Duration of surgery was similar in the two groups, the two devices were applied following the same technique [16, 17] and surgery was performed by the same surgeons. Regarding fracture reduction, the result obtained in group A was better than that in group B. This data could be due to the different nail interfragmentary compression systems of the cervical-metaphyseal fracture. Gamma 3® nail reduces the fracture backing the cephalic screw; the Elos® nail, on the other hand, reduces the fracture by medially translating the whole introducer handpiece-nail system. This feature is particularly advantageous in patients with multifragmention of greater trochanter and supero-lateral metaphyseal cortex (pattern 31.A2 according to the AO classification [ 15]). Figures 4 and 5 show pre and post-operative x-rays of patients treated with Gamma 3® and Elos® nails, respectively.

Fig. 4
figure 4

Pre-operative and post-operative x-rays of a patient with a pertrochanteric fracture (31.A1, pertrochanteric simple) treated with Gamma 3® nail

Fig. 5
figure 5

Pre-operative and post-operative x-rays of a patient with a pertrochanteric fracture (31.A2, pertrochanteric multifragmentary) treated with Elos® nail

The overall complication rate in our study was 25%; it is similar to those of other authors [11, 23,24,25,26]. According to the literature, the cut-out of the lag screw is the most frequent complication of the nail for proximal femur fracture [11, 23, 27,28,29,30,31] with an occurrence rate between 1 and 5% of surgeries [11, 23,24,25,26] causing the 84% of failures and revision surgery of these devices [32]. We found this complication in 3.7% of patients and only 4 of them occurred in group A. This finding may be due to the optional antirotational screw of the Elos® nail in addition to the cephalic screw. In the literature, it is reported that the three main factors causing the screw cut-outs are the presence of a multifragmentary and unstable fracture, the non-anatomical reduction of the fragments and of the cervico-diaphyseal angle, and the wrong position of the lag screw [29]. A combination of all three factors leads to a high probability of cut-out [23]. For a good reduction, the cervico-diaphyseal angle must be > 130°; the cephalic screw must be positioned in the inferior-central quadrant or, alternatively, in the inferior-anterior or inferior-posterior quadrants; finally, the distance between medial cortex of the femoral head and the screw’s apex must never be greater than 2.5 cm [23].

Regarding the perceived pain and the functional outcomes assessed by HHS and WOMAC scores, the two groups did not show differences in both 6- and 12-month post-operative evaluation.
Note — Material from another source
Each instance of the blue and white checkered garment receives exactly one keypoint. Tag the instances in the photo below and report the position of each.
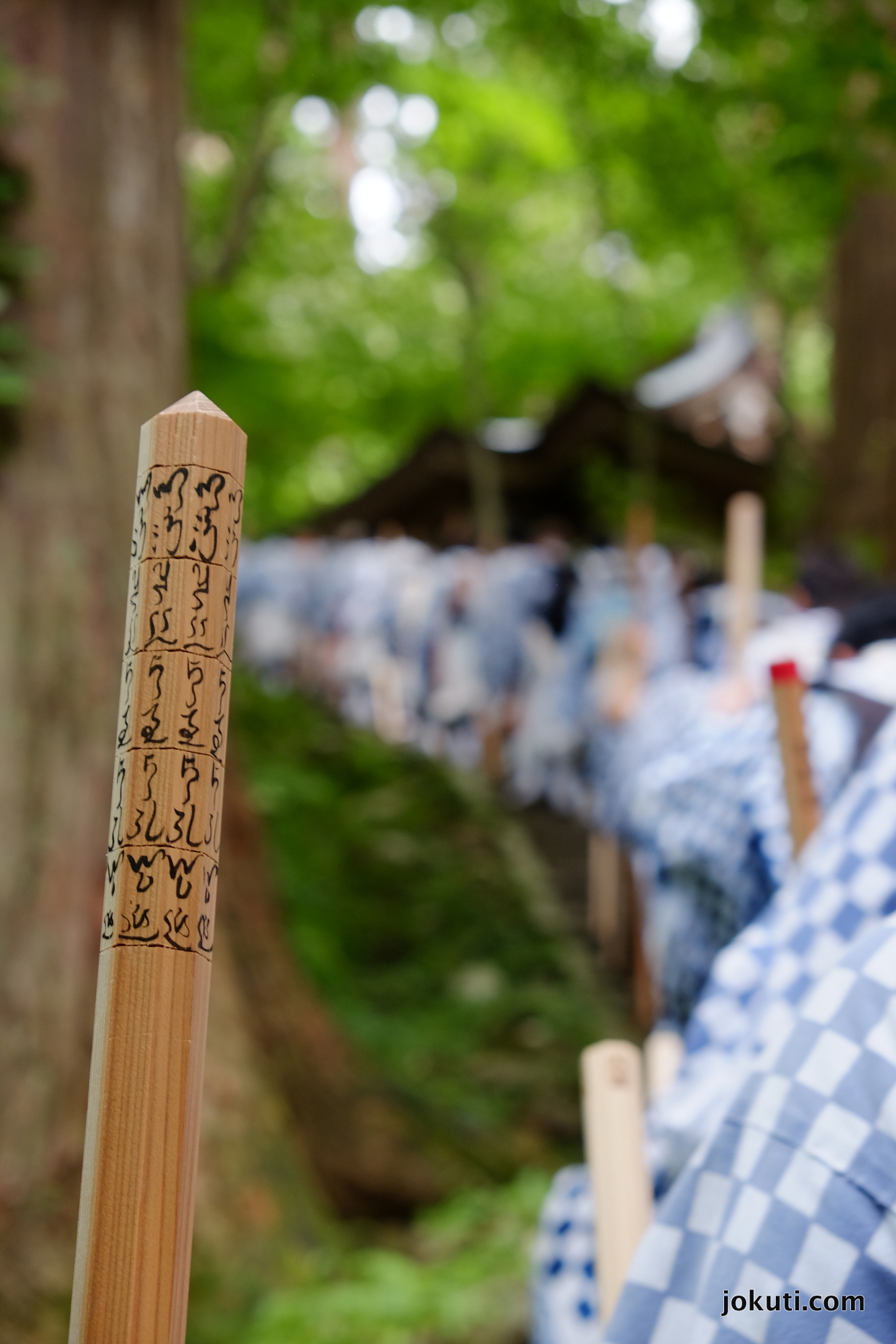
(844, 888)
(698, 796)
(796, 1191)
(844, 884)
Probably, this result was obtained because all patients were subjected to the same rehabilitation protocol, and because the two nails have an overlapping reliability.

Finally, the subjective esthetic result was better in group A. Patients treated with Elos® nail reported a greater liking at follow-up at 1 year, probably because they had, in most cases, only two surgical incisions, compared with three incisions of the group B patients.
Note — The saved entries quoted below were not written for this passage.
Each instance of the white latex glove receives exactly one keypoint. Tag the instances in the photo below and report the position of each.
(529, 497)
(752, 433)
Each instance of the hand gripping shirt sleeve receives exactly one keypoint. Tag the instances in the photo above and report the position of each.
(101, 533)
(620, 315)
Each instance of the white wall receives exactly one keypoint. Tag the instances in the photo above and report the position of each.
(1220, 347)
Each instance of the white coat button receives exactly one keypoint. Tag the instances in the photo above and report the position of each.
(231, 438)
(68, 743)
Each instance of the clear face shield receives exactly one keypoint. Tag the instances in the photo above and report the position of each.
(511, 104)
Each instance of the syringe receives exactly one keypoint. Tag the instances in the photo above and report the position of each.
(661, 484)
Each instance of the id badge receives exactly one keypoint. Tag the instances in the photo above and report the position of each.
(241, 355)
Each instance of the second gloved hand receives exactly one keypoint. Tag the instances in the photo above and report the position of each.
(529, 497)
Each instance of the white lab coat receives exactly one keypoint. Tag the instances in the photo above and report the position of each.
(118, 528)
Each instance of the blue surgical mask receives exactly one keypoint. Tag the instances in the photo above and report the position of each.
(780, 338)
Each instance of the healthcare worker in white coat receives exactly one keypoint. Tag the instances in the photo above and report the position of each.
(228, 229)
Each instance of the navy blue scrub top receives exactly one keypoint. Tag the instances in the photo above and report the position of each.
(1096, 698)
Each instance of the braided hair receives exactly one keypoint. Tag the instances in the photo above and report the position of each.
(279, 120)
Our study has some limitations; the low number of enrolled patients and the duration of the minimum follow-up at only 1 year, which does not allow the long-term evaluation of outcomes and complications, are the main ones.

Conclusion

In this study, we compared functional and radiological results and complications of patients who underwent to osteosynthesis by Elos® or Gamma 3® nails, for a pertrochanteric fracture. In the Elos-group, we have registered a lower intraoperative blood loss, a better anatomical reduction of the fracture, particularly in patients with multifragmention of great trochanter and supero-lateral metaphyseal cortex, and a greater esthetic result. On the other hand, complication rate, post-operative perceived pain, and functional outcomes were similar between the two groups.

According to our short-term follow-up results, we propose the Elos® nail as a reliable device. Overall, it may represent a valid choice for the orthopedic surgeon.